Good find. Personally, I'd like it to wait for 10-20 minutes after session 
start, then just run at SnailPace period. This machine is seldom booted or 
even logged out of KDE (I suspend) so I can tolerate the wait as it's rare

 (Personally I've always had all that indexing/social-semantic-desktop
 stuff disabled completely.)

Maybe I should too. But I *did* want to use this nepomuk thing myself for a 
while and see what the semantic-desktop can do for myself. It looks like it 
could be awesomely useful (like Google turned out to be awesomely useful) but 
it takes usage for real to know




-- 
alan dot mckinnon at gmail dot com



Re: [gentoo-user] Nepomuk indexing, what triggers it?

2010-11-19 Thread Alan McKinnon
Apparently, though unproven, at 20:13 on Friday 19 November 2010, BRM did 
opine thusly:

  My  guess is that it scans every time you restart to be sure nothing
  changed  while it was shutdown. It doesn't know if you've dual-booted,
  logged into  xfce, mounted the disk in another machine, had fsck remove
  files,  etc.
 
  
 
  I think Tracker behaves the same way in gnome-land.
 
 To add to it - Nepomuk has two parts (according to 
 http://nepomuk.kde.org/node/2) that seem to be active in here:
 1. Strigi - 
 http://techbase.kde.org/Development/Tutorials/Metadata/Nepomuk/StrigiServic
 e 2. FileWatchService -
 http://techbase.kde.org/Development/Tutorials/Metadata/Nepomuk/FileWatchSer
 vice
 
 From the FileWatchService info:
 
 However: due to the restrictions of all file watching systems  available 
 (systems such as inotify are restricted to 8000 something  watches, fam
 does not  support file moving monitoring, etc.) the service  mostly relies
 on KDirNotify. Thus, all operations performed by KDE  applications through
 KIO are monitored while all other operations (such  as console commands)
 are missed.
 
 So it really does need to check up on things during restart to get back in
 sync,  but also to find what it didn't know about from info not going
 through an interface it is aware of.

Well at least that explains the reason for the current state of affairs. 
Thanks for the find.


-- 
alan dot mckinnon at gmail dot com



Re: [gentoo-user] Nepomuk indexing, what triggers it?
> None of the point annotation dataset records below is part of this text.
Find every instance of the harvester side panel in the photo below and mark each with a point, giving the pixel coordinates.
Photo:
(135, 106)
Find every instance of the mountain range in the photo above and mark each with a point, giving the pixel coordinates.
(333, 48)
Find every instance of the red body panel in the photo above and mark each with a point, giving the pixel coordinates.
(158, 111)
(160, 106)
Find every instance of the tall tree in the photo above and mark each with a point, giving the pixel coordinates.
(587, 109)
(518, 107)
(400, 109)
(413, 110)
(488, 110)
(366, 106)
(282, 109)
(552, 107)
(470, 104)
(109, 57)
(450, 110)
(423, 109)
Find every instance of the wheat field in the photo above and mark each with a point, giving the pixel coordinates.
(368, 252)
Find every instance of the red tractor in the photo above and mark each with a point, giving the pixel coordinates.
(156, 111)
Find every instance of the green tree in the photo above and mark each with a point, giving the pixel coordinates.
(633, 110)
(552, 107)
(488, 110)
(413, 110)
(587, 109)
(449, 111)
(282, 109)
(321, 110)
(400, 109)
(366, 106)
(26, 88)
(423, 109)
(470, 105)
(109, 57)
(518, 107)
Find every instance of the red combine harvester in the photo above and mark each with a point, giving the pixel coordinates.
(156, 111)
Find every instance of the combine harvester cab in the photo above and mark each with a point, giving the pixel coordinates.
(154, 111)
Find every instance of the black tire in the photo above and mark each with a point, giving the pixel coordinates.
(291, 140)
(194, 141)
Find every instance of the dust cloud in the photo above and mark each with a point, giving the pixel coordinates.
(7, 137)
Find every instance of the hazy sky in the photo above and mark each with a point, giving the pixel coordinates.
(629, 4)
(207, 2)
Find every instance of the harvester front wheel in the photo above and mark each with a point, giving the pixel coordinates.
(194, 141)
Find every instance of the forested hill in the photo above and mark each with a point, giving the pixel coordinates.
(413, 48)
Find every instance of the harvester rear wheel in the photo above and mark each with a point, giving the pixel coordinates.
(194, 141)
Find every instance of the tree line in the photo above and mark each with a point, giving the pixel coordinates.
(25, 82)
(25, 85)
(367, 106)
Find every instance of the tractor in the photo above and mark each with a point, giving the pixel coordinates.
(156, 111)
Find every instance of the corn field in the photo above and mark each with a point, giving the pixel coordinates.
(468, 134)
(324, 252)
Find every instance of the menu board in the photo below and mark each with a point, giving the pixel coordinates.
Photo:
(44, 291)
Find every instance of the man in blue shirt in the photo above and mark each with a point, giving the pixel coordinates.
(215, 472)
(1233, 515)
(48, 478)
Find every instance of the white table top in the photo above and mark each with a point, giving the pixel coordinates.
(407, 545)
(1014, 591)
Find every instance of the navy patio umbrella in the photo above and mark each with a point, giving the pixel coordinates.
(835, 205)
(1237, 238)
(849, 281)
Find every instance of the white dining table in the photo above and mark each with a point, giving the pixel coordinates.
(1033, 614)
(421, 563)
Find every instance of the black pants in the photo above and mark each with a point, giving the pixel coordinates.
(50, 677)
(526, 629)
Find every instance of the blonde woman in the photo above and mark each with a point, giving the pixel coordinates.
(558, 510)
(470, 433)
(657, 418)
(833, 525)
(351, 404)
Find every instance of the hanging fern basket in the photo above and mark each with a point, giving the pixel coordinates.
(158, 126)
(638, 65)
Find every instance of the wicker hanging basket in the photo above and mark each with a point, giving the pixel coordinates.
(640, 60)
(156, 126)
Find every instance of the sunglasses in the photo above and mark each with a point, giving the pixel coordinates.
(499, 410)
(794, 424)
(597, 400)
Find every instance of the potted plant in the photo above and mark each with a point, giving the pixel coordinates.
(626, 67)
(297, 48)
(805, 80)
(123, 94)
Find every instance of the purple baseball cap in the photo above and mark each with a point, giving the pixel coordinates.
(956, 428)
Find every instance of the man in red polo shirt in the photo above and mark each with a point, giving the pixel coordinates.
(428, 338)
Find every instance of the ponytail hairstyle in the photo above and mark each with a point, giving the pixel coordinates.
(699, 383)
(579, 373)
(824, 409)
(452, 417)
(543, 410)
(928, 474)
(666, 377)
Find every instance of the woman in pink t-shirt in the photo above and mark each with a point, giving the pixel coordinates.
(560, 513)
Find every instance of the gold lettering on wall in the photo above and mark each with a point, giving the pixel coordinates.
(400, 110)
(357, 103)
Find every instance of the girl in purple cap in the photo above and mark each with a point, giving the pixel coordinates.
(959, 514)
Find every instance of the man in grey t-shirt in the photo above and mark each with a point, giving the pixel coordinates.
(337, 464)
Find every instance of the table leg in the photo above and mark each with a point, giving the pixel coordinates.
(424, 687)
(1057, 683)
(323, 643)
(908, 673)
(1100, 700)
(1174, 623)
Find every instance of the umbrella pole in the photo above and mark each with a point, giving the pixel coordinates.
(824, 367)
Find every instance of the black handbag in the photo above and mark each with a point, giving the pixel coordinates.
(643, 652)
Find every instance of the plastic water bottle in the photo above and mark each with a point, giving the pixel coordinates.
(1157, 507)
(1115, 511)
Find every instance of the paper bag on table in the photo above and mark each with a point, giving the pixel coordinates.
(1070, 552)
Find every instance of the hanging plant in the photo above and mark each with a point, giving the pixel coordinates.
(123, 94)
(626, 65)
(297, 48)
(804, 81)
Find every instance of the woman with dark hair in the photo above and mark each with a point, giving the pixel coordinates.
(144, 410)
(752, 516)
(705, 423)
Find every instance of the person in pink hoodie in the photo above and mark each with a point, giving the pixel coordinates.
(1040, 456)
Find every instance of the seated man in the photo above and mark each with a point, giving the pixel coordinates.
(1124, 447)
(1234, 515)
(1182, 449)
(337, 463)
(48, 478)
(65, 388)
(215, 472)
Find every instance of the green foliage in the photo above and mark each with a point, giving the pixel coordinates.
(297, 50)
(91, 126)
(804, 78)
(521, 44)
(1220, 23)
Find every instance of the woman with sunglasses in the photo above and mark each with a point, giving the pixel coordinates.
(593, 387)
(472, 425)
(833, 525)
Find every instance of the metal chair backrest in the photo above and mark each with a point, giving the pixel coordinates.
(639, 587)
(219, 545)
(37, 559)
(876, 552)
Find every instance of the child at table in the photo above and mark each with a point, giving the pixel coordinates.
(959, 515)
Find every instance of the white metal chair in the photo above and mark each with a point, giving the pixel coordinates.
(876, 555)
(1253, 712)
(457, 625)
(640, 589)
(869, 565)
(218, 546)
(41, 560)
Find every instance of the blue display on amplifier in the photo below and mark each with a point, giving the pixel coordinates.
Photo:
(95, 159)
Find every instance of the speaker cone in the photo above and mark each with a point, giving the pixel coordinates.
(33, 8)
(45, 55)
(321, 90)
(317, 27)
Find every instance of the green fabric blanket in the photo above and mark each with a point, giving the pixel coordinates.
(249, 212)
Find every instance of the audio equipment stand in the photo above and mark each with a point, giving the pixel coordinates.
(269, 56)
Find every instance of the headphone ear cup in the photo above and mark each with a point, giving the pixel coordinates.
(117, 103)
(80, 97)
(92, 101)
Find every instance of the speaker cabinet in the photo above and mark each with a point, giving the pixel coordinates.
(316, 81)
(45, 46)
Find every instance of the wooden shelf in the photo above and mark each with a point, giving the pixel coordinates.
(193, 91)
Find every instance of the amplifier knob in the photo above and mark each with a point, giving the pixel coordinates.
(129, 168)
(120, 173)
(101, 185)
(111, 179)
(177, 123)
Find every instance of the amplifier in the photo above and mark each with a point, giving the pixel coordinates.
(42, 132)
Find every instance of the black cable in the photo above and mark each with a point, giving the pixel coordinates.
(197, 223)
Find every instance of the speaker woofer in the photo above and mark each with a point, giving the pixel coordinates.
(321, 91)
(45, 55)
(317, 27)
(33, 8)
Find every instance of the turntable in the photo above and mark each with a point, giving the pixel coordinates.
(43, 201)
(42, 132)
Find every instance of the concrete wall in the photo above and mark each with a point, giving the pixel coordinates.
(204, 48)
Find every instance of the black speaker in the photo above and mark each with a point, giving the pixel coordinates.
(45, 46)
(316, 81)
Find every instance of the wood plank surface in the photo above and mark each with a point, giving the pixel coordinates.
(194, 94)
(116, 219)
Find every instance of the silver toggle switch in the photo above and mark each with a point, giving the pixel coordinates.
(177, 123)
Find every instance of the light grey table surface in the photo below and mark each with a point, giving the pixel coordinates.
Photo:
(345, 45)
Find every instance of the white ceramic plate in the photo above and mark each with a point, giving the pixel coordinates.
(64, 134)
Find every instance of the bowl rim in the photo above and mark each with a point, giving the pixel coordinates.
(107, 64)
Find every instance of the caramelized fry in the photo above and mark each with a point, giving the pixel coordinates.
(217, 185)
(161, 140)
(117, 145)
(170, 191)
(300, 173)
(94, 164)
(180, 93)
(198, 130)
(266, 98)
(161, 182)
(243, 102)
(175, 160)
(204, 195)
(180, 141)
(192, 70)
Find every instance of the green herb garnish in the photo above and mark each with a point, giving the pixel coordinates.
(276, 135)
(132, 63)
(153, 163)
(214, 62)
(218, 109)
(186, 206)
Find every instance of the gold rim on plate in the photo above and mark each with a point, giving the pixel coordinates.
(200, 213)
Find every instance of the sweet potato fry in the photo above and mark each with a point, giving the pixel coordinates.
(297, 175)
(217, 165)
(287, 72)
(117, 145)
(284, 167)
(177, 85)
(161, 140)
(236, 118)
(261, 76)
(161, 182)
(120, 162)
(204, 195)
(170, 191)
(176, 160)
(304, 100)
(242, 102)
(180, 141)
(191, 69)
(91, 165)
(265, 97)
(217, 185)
2010-11-19 Thread Alex Schuster
Alan McKinnon writes:

 If I reboot this machine and start KDE, Nepomuk starts a rather
 long-lived index of my home directory. It takes up about 30-40% cpu
 and lasts as much as 15 minutes sometimes. This is annoying because
 after a reboot I usually want to catch up on mail, rss feeds and fire
 up VirtualBox. So nepomuk is just wasting my time at this point.
 
 How does nepomuk know when to do it's thing, how can I tweak what it
 does and how can I discover why it feels it necessary to reindex my
 entire maildir when surely it has a perfectly valid index already from
 just before I shut down?

I think it starts scanning everything over again at every login. I've been 
also annoyed by that, so I deactivated it, and activate it from time to 
time when I am away, so it won't bother me.
Or you can have it active, and during login you can suspend Strigi's 
indexing by right-clicking on the Nepomuk/Strigi icon in the panel.

You might be interested in this article that came up on the Planet KDE RSS 
feed yesterday:
http://www.afiestas.org/nepomuk-is-not-fast-is-instant/

It suggests to set fs.inotify.max_user_watches to something quite large 
like 524288 via sysctl. I assume this is the number of directories being 
monitored with inotify, and if this is larger than the total number of 
directories, changes in a directory will be noticed at once. So maybe this 
will avoid the periodic scanning at all? I did not try this yet. But it 
won't stop the first scan after login.

I think I will have to trim the list of directories to index. Currently, I 
selected my and another user's $HOME, and some data directories. This 
gives 666,000 files, which is probably a lot. So I guess I'll skip my 
MP3s, as they are indexed already by Amarok, and also those many 
directories with source code.

Wonko